Nach dem Tode des V wurde die Klägerin aufgrund ihres Auflassungsanspruchs gegen den Grundstücksverkäufer Eigentümerin des Grundstücks zu 1/2 Miteigentum. Im Hinblick auf den gepfändeten Auflassungsanspruch des E betrieb sie aus der Grundschuld die Zwangsversteigerung des Grundstücks, welches ihr daraufhin zugeschlagen wurde.

Durch Bescheid vom 25. Oktober 1988 setzte der Beklagte und Revisionskläger (das Finanzamt -- FA --) gegen die Klägerin wegen des Erbanfalls von V Erbschaftsteuer fest. Die im Nachlaß befindliche Forderung des V gegen die Klägerin berücksichtigte es mit 395 000 DM.

Der Einspruch der Klägerin, mit dem sie geltend machte, die durch die Grundschuld gesicherte Forderung sei bei der Festsetzung der Erbschaftsteuer nur mit dem 1,4-fachen des Einheitswerts des Grundstücks anzusetzen, weil diese ausschließlich dazu gedient habe, ihr das Grundstück zukommen zu lassen, blieb ohne Erfolg.

Das Finanzgericht (FG) gab dem Begehren der Klägerin statt. Zwar lehne der Bundesfinanzhof (BFH) die Übertragung der Grundsätze der mittelbaren Grundstücksschenkung auf den Erwerb von Todes wegen ab, die Besonderheiten des Streitfalls rechtfertigten jedoch ausnahmsweise deren Anwendung. Die von der Klägerin ererbte Grundschuld stelle nichts anderes als eine Verstärkung ihrer Anwartschaft auf den Erwerb des Grundstücks dar, denn das ererbte Recht habe sie sinnvoll nicht zur Erlangung einer Zahlung aus dem Grundstück, sondern nur zum Eigentumserwerb am Grundstück nutzen können. Sie habe durch den Erwerb der Grundschuld eine Rechtsposition erlangt, durch die sie die eigene Eintragung als Eigentümerin in das Grundbuch habe erreichen können. Dieses Ziel im Wege der Zwangsversteigerung des Grundstücks anzustreben, sei die einzig sinnvolle Lösung und auch von der Klägerin und V von Anfang an geplant gewesen. Schon aus wirtschaftlichen Überlegungen sei für die Klägerin keine andere Lösung bei der Verwertung der Grundschuld in Frage gekommen. Da die Klägerin erst durch den Erwerb der Grundschuld Eigentümerin des Grundstücks habe werden können, sei die Grundschuld bei der Erbschaftsauseinandersetzung nur mit dem erhöhten Einheitswert des Grundstücks anzusetzen; die Steuer betrage demnach nur ... DM.

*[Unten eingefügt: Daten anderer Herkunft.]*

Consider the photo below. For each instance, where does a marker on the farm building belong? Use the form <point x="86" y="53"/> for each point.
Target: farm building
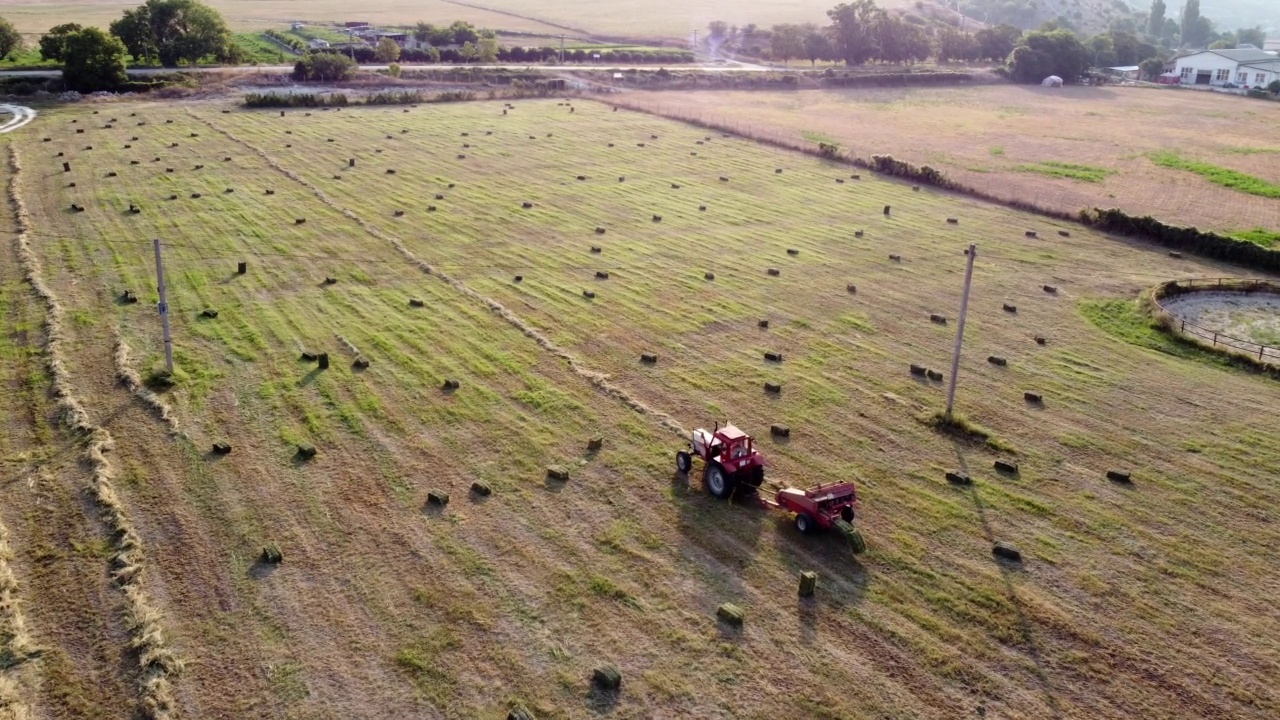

Mit der -- vom FG zugelassenen -- Revision wendet sich das FA gegen die Rechtsauffassung des FG, die Grundsätze der mittelbaren Grundstücksschenkung seien auch auf den Streitfall anzuwenden. Die Grundschuld habe der Klägerin keineswegs den Erwerb des Grundstücks garantiert. Vielmehr hätte auch ein Dritter im Zwangsversteigerungsverfahren mitbieten und den Zuschlag erhalten können.

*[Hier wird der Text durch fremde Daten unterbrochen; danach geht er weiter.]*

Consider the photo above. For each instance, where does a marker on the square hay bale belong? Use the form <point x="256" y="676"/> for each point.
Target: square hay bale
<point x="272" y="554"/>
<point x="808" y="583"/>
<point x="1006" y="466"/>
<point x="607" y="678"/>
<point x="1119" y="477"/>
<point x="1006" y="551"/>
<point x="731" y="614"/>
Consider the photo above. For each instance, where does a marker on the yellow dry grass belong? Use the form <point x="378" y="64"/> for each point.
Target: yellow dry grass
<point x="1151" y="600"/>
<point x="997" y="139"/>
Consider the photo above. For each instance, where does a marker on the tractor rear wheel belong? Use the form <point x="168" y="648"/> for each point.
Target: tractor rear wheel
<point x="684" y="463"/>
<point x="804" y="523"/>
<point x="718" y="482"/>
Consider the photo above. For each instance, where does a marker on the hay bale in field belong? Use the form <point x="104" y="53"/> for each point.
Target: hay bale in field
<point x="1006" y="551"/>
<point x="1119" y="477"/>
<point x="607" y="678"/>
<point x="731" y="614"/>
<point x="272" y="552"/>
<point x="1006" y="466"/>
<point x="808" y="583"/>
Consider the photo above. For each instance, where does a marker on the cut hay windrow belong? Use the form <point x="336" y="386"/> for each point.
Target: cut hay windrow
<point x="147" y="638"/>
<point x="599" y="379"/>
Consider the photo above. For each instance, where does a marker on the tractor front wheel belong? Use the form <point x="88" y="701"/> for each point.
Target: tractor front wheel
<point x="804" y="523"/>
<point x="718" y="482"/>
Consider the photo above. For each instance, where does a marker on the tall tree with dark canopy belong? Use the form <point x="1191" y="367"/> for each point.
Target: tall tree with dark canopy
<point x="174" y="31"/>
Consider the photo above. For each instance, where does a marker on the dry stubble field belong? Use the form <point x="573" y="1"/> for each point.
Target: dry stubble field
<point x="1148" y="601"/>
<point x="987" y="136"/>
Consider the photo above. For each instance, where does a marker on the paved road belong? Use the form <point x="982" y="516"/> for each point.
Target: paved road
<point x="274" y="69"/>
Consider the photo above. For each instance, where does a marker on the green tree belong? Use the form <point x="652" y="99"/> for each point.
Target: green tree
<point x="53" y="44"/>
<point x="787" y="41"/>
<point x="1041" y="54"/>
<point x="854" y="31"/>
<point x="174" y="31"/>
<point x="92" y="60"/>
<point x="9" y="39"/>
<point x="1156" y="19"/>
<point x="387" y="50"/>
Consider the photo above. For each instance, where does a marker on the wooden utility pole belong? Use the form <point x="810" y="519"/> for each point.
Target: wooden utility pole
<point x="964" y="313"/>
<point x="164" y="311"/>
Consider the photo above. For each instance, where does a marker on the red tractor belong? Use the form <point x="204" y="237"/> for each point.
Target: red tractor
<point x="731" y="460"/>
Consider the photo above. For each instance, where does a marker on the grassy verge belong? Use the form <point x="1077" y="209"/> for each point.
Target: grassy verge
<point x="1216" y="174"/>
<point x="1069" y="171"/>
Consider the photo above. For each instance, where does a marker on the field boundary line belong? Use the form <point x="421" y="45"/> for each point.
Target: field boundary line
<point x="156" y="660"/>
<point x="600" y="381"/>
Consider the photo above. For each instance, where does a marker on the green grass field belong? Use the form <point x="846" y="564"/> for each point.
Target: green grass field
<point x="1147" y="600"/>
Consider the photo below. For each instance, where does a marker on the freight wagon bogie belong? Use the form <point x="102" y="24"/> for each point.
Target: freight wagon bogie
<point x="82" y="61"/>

Das FA beantragt, die Vorentscheidung aufzuheben und die Klage abzuweisen.

Die Klägerin beantragt, die Revision zurückzuweisen.

 

Entscheidungsgründe

Die Revision des FA ist begründet. Sie führt zur Aufhebung der Vorentscheidung und zur Abweisung der Klage (§ 126 Abs. 3 Nr. 1 der Finanzgerichtsordnung -- FGO --).

1. Der Senat vermag der Rechtsauffassung des FG nicht zu folgen, die zum Nachlaß des V gehörende grundpfandrechtlich gesicherte Forderung über 395 000 DM sei bei der Besteuerung des Erwerbs der Klägerin von Todes wegen nicht mit ihrem Nennwert (vgl. § 12 Abs. 1 Satz 1 des Bewertungsgesetzes -- BewG --), sondern in entsprechender Anwendung der vom Senat entwickelten Grundsätze zur mittelbaren Grundstücksschenkung nur mit dem um 40 v. H. erhöhten Einheitswert anzusetzen.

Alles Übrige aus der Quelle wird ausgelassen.